Unlike MTB, “atypical” NTM do not spread human to human. They are natural inhabitants of our environment; their portal of entry is either through direct inoculation or through hematogenous spread after ingestion or inhalation in the susceptible host. They have a propensity to involve the tendons and joints of the hands. In fact, 50% affect the hands, while only 20% affect the knees. Polyarticular disease and involvement of the spine are much less common.
- Rapid growers: M. abscessus complex, M. fortuitum , M. chelonae
- Infection usually follows trauma or surgical procedures leading to direct inoculation.
- Due to inherent drug resistance, combination antimycobacterial therapy and surgical resection is key to treatment.
- Most often HIV-associated: M. haemophilum , M. avium complex (MAC), and M. kansasii
- Most likely to cause vertebral osteomyelitis: MAC, M. xenopi , M. fortiutum , and M. abscessus .
- Mycobacterium marinum : an aquatic organism that is an occupational hazard of oyster shuckers and aquarium enthusiasts. Tenosynovitis of the hands or wrist is the classic presentation, although synovitis and osteomyelitis have been reported. May also present as a chronic draining wound to the hand.
- M. bovis : may cause vertebral osteomyelitis in patients treated with intravesicular BCG for bladder cancer.

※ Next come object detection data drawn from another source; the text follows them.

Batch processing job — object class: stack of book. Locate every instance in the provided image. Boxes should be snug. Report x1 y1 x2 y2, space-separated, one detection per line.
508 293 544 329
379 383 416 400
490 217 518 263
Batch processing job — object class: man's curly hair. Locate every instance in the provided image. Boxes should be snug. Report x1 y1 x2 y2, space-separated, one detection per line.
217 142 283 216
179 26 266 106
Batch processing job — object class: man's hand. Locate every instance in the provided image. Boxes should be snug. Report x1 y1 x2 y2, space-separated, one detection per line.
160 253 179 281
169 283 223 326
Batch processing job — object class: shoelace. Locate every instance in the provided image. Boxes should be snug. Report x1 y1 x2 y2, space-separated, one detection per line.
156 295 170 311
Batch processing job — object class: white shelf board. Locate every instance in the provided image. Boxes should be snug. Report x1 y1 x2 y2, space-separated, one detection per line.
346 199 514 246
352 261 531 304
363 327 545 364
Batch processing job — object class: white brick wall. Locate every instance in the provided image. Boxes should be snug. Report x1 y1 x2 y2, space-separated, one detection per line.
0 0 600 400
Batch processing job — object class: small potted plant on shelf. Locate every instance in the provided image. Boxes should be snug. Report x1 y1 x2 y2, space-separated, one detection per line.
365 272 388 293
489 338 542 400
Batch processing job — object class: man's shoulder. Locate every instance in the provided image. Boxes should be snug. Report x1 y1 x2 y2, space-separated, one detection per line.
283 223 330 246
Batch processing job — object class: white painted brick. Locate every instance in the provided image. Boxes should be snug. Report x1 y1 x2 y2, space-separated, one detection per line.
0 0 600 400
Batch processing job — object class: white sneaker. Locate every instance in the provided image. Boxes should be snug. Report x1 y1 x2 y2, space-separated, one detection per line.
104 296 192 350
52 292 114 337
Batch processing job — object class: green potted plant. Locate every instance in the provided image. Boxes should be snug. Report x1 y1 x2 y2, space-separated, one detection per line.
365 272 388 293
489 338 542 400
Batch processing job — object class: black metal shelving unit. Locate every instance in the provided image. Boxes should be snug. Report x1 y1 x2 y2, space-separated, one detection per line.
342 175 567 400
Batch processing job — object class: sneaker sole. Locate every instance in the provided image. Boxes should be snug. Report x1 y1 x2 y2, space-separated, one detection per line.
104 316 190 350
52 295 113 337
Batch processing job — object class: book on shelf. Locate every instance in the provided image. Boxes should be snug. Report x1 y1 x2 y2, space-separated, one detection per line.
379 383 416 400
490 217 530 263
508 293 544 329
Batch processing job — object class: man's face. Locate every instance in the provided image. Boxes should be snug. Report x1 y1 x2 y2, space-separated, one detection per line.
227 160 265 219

- M. ulcerans : Buruli ulcer: mainly in West Africa, but also rarely identified in South America, Mexico, Australia, Papua New Guinea. Occurs in immunocompetent hosts. Starts as a painless nodule, most frequently on an extremity, over days to weeks the nodule breaks down to a slowly progressive ulceration. About 13% infections associated with osteomyelitis.
- M. chimaera : organism within MAC associated with the global outbreak of postoperative infections related to contaminated heater cooler units used in cardiothoracic surgery. Related musculoskeletal infections include sternal or vertebral osteomyelitis.